The Lynx did. And she was.
Twelve points. Three blocks. Three assists. Three rebounds. Brunson held Candace Parker scoreless in the first half and made her work for her 17 points in the second.
"She was so big for us in so many ways," Maya Moore said.
In the end, Brunson saved Minnesota's 70-68 victory with a trademark defensive gem in the final five seconds, deflecting the ball from Game 1 hero Chelsea Gray as the Sparks guard brought it up to shoot. Brunson jumped out to help Seimone Augustus as Gray, who hit Sunday's game winner over Augustus with two seconds to play, came around a Parker pick. Moore grabbed the loose ball and fed Lindsay Whalen, who dribbled out the clock.

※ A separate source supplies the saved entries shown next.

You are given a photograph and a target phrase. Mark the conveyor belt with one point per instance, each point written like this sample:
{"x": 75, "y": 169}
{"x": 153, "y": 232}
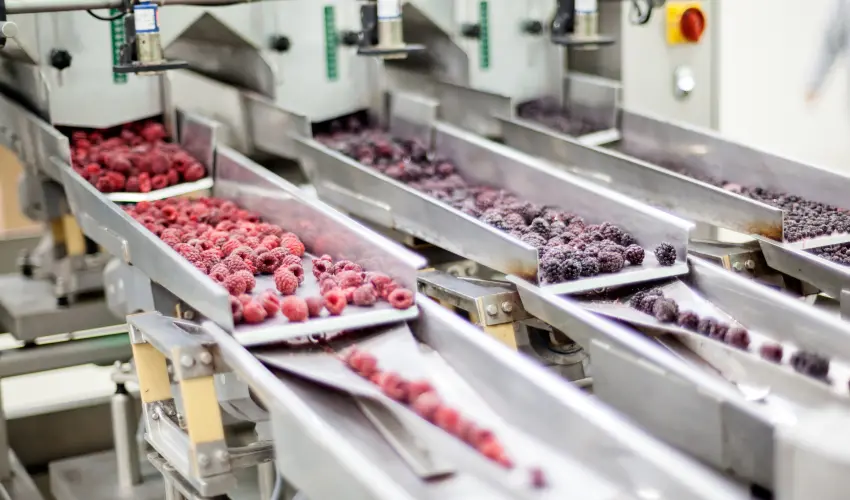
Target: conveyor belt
{"x": 706, "y": 390}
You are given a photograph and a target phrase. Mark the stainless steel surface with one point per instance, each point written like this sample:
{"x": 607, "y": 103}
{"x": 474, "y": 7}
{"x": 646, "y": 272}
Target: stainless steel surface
{"x": 695, "y": 200}
{"x": 28, "y": 309}
{"x": 672, "y": 399}
{"x": 372, "y": 196}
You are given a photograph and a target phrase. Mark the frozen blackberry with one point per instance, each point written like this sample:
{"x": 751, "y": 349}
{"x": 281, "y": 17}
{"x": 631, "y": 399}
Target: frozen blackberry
{"x": 634, "y": 254}
{"x": 610, "y": 262}
{"x": 665, "y": 254}
{"x": 540, "y": 226}
{"x": 534, "y": 240}
{"x": 688, "y": 320}
{"x": 738, "y": 337}
{"x": 811, "y": 364}
{"x": 570, "y": 270}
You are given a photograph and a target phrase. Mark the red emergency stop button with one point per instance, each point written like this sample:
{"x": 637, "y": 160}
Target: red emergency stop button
{"x": 692, "y": 24}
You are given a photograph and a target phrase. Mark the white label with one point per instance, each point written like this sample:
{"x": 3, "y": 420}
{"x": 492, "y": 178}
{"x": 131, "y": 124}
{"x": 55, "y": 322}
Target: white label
{"x": 145, "y": 17}
{"x": 586, "y": 6}
{"x": 389, "y": 9}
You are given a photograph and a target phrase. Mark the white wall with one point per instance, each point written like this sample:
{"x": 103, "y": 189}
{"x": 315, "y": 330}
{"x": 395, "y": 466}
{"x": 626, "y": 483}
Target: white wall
{"x": 766, "y": 48}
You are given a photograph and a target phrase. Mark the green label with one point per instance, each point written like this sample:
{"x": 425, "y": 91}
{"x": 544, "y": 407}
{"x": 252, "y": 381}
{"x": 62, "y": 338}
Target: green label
{"x": 118, "y": 37}
{"x": 331, "y": 44}
{"x": 484, "y": 42}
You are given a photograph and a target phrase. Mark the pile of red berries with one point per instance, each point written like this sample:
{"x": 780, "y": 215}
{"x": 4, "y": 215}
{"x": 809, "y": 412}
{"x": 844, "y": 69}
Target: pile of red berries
{"x": 133, "y": 159}
{"x": 569, "y": 248}
{"x": 421, "y": 397}
{"x": 232, "y": 246}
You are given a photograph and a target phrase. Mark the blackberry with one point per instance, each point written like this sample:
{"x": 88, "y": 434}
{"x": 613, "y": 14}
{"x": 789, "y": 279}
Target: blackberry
{"x": 665, "y": 310}
{"x": 634, "y": 254}
{"x": 738, "y": 337}
{"x": 688, "y": 320}
{"x": 570, "y": 270}
{"x": 540, "y": 226}
{"x": 771, "y": 352}
{"x": 665, "y": 254}
{"x": 610, "y": 262}
{"x": 811, "y": 364}
{"x": 534, "y": 240}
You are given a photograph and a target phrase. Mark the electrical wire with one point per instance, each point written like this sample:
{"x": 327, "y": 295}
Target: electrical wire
{"x": 111, "y": 18}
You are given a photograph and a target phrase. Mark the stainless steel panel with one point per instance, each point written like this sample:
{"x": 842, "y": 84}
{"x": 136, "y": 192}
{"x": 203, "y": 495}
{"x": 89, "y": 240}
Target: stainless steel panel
{"x": 692, "y": 199}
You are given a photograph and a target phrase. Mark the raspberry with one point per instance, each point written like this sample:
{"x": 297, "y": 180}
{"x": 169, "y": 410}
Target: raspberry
{"x": 365, "y": 295}
{"x": 294, "y": 308}
{"x": 349, "y": 279}
{"x": 285, "y": 282}
{"x": 401, "y": 298}
{"x": 426, "y": 405}
{"x": 665, "y": 253}
{"x": 235, "y": 285}
{"x": 737, "y": 337}
{"x": 771, "y": 352}
{"x": 634, "y": 254}
{"x": 236, "y": 309}
{"x": 688, "y": 320}
{"x": 334, "y": 301}
{"x": 250, "y": 282}
{"x": 297, "y": 270}
{"x": 315, "y": 306}
{"x": 254, "y": 312}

"The shot that Gray hit last game was pretty fresh on our minds," Brunson said. "We just wanted to make it crowded for her and make sure she didn't get an easy look. Parker set a screen, so I just felt like I needed to help whoever that was because I know she's clutch in those moments."
The Lynx brought better defense and more fight than the listless first quarter of Game 1, and much of it stemmed from Brunson on both ends of the court. The Lynx need Brunson to shoot to make Parker think twice about doubling center Sylvia Fowles down low. Brunson never left the floor in the first quarter, going 3-for-6 from the field for six points -- a spinning layup, a straightaway jumper and a putback. She added three assists and two blocks as the Lynx jumped to a 28-10 lead.

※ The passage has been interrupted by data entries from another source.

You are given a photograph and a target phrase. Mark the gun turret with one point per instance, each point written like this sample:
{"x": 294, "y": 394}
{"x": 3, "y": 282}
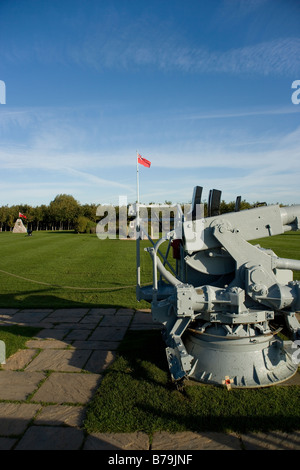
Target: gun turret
{"x": 218, "y": 318}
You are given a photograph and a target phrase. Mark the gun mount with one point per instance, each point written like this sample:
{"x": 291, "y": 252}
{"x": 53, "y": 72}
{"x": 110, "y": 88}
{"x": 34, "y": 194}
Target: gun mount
{"x": 219, "y": 307}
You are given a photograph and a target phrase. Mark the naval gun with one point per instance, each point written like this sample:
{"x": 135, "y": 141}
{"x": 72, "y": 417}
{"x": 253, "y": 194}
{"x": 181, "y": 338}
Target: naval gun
{"x": 221, "y": 307}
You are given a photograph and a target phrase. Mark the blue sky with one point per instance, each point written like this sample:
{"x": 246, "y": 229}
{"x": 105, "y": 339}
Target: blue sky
{"x": 200, "y": 88}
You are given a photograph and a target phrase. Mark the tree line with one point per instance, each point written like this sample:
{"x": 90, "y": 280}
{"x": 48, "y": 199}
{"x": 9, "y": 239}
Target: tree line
{"x": 65, "y": 213}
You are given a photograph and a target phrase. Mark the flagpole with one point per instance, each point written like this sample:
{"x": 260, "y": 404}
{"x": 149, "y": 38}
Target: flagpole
{"x": 137, "y": 178}
{"x": 137, "y": 233}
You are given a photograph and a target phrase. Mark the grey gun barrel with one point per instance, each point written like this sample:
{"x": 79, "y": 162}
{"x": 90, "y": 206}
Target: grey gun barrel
{"x": 290, "y": 215}
{"x": 259, "y": 222}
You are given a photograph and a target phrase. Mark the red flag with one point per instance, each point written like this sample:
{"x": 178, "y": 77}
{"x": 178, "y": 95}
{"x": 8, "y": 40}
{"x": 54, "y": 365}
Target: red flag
{"x": 143, "y": 161}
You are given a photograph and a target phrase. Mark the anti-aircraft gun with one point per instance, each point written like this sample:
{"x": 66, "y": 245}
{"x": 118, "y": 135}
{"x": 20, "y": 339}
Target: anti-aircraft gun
{"x": 220, "y": 309}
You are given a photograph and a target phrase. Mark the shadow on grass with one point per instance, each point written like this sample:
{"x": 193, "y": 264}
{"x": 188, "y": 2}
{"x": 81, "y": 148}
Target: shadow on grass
{"x": 136, "y": 394}
{"x": 45, "y": 297}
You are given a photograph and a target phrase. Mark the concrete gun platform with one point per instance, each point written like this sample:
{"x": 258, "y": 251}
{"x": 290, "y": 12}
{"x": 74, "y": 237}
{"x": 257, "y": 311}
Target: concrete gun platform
{"x": 44, "y": 389}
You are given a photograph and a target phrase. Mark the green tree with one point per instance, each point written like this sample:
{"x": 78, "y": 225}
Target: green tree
{"x": 64, "y": 210}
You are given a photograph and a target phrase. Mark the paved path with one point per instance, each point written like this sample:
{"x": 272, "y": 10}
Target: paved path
{"x": 63, "y": 364}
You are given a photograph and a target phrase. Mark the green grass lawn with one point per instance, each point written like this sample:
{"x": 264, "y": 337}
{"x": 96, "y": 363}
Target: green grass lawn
{"x": 64, "y": 269}
{"x": 61, "y": 269}
{"x": 15, "y": 337}
{"x": 136, "y": 394}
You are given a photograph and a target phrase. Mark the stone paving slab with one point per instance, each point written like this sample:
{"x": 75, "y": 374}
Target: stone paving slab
{"x": 20, "y": 359}
{"x": 117, "y": 441}
{"x": 274, "y": 440}
{"x": 15, "y": 417}
{"x": 77, "y": 345}
{"x": 107, "y": 333}
{"x": 67, "y": 387}
{"x": 61, "y": 415}
{"x": 16, "y": 385}
{"x": 51, "y": 438}
{"x": 59, "y": 360}
{"x": 7, "y": 443}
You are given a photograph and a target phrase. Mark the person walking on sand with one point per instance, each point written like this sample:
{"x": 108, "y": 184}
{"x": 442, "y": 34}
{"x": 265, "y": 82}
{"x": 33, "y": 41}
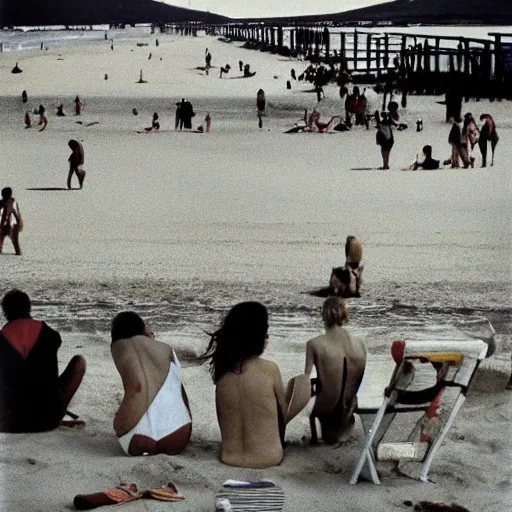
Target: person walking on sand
{"x": 260, "y": 105}
{"x": 78, "y": 106}
{"x": 340, "y": 361}
{"x": 11, "y": 222}
{"x": 34, "y": 397}
{"x": 385, "y": 138}
{"x": 76, "y": 160}
{"x": 42, "y": 118}
{"x": 154, "y": 416}
{"x": 487, "y": 134}
{"x": 252, "y": 407}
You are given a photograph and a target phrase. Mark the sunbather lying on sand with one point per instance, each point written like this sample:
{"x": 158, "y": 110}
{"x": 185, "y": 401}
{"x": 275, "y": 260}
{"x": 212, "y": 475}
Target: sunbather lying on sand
{"x": 154, "y": 416}
{"x": 340, "y": 362}
{"x": 251, "y": 404}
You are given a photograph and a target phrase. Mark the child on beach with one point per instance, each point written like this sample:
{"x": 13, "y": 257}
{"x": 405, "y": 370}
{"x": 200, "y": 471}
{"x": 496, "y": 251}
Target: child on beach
{"x": 76, "y": 160}
{"x": 340, "y": 362}
{"x": 10, "y": 220}
{"x": 154, "y": 416}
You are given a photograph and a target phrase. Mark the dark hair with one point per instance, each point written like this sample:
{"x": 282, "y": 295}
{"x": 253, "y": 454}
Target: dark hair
{"x": 242, "y": 335}
{"x": 126, "y": 325}
{"x": 16, "y": 304}
{"x": 6, "y": 193}
{"x": 334, "y": 312}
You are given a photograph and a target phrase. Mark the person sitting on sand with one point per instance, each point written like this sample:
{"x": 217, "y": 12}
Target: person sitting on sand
{"x": 76, "y": 160}
{"x": 27, "y": 120}
{"x": 251, "y": 404}
{"x": 34, "y": 397}
{"x": 78, "y": 106}
{"x": 154, "y": 416}
{"x": 427, "y": 163}
{"x": 10, "y": 220}
{"x": 340, "y": 361}
{"x": 42, "y": 118}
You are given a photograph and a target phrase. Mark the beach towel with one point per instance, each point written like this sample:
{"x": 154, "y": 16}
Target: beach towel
{"x": 262, "y": 495}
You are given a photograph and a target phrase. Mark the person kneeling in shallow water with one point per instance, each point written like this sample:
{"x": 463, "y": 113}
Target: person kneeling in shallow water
{"x": 154, "y": 416}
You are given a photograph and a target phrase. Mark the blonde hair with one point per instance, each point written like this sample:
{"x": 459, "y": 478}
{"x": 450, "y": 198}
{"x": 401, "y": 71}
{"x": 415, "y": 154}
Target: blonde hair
{"x": 334, "y": 312}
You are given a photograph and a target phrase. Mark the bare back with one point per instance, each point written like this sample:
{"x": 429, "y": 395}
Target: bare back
{"x": 143, "y": 364}
{"x": 249, "y": 411}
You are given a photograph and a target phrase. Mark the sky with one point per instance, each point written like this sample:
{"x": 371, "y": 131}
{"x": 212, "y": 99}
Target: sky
{"x": 266, "y": 8}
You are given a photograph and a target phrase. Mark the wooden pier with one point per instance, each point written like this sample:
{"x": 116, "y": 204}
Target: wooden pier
{"x": 430, "y": 62}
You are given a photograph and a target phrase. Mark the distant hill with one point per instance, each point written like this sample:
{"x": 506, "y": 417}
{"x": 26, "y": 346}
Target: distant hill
{"x": 428, "y": 12}
{"x": 94, "y": 12}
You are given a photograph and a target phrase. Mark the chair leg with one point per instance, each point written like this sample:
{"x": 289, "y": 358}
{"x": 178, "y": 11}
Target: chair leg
{"x": 367, "y": 451}
{"x": 440, "y": 438}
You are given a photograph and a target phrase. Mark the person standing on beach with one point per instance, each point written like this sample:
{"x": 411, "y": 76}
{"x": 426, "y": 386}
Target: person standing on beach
{"x": 78, "y": 106}
{"x": 34, "y": 397}
{"x": 10, "y": 220}
{"x": 340, "y": 362}
{"x": 154, "y": 416}
{"x": 252, "y": 408}
{"x": 76, "y": 160}
{"x": 260, "y": 105}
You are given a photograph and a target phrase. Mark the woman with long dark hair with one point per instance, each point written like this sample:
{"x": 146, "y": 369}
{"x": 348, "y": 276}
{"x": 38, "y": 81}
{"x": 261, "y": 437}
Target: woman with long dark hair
{"x": 249, "y": 395}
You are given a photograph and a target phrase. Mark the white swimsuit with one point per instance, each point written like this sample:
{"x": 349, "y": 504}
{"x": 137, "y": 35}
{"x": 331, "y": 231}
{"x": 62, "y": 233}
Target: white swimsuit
{"x": 166, "y": 413}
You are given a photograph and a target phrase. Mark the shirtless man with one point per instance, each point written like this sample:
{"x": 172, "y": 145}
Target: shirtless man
{"x": 154, "y": 416}
{"x": 250, "y": 398}
{"x": 10, "y": 220}
{"x": 340, "y": 362}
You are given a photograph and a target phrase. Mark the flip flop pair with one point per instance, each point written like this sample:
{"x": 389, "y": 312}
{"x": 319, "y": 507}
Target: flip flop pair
{"x": 126, "y": 493}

"Last game we started out pretty flat, and I didn't want that to happen to us again," Brunson said. "So I just tried to come out, bring some energy and be aggressive, and hopefully my teammates would feed off that a little bit. And I think they did."
Augustus told Brunson to play like she did in the regular season. Brunson averaged 10.2 points (her best since 2013), taking and making more 3-pointers than she had her entire career, while defending and rebounding with her usual zest.

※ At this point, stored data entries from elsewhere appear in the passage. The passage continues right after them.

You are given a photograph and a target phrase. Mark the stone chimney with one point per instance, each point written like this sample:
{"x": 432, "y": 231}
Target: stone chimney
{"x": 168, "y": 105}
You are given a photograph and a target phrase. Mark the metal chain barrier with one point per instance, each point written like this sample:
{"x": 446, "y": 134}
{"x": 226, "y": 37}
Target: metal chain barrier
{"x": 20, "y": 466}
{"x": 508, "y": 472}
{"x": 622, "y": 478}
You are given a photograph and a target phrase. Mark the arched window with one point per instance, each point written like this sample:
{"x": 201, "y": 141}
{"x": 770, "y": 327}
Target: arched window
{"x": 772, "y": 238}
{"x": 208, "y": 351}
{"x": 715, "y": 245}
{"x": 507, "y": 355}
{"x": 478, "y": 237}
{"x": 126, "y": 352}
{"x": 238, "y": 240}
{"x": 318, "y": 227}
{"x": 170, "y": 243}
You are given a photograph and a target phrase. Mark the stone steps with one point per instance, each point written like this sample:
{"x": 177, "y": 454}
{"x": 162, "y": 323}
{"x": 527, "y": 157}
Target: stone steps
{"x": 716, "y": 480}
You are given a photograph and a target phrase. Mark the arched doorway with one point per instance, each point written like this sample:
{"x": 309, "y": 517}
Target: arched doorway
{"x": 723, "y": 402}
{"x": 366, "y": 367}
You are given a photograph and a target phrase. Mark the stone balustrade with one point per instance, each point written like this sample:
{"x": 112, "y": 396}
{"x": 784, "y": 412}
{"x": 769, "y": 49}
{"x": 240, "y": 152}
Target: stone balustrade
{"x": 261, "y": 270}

"We told her, you've got to make a decision," Augustus said. "You're going to have the ball in your hand the majority of your time in certain situations because of the way they play Syl. Be confident in yourself. Be aggressive. Drive in there. Get some layups. Get some fouls.
"That's what she was tonight. She picked her moments when she shot the ball. She picked her moments when she moved it and set screens. She was more active in the offense instead of standing around. Defensively, she was herself."
Added Moore: "Whatever it takes, whatever the coaches tell her, whatever we as captains and starters come together and agree on, she's going to do it with all her heart. I tell her every day how much I appreciate her because she's such a pro and does all the dirty work for us, without getting the glory she deserves. I'm just grateful that she was able to be so successful in the things that she's great at tonight."
So was Reeve, who saw it coming all along.
"She was aggressive. She was assertive," Reeve said. "That's what we expect from her, to make those kind of plays at the end."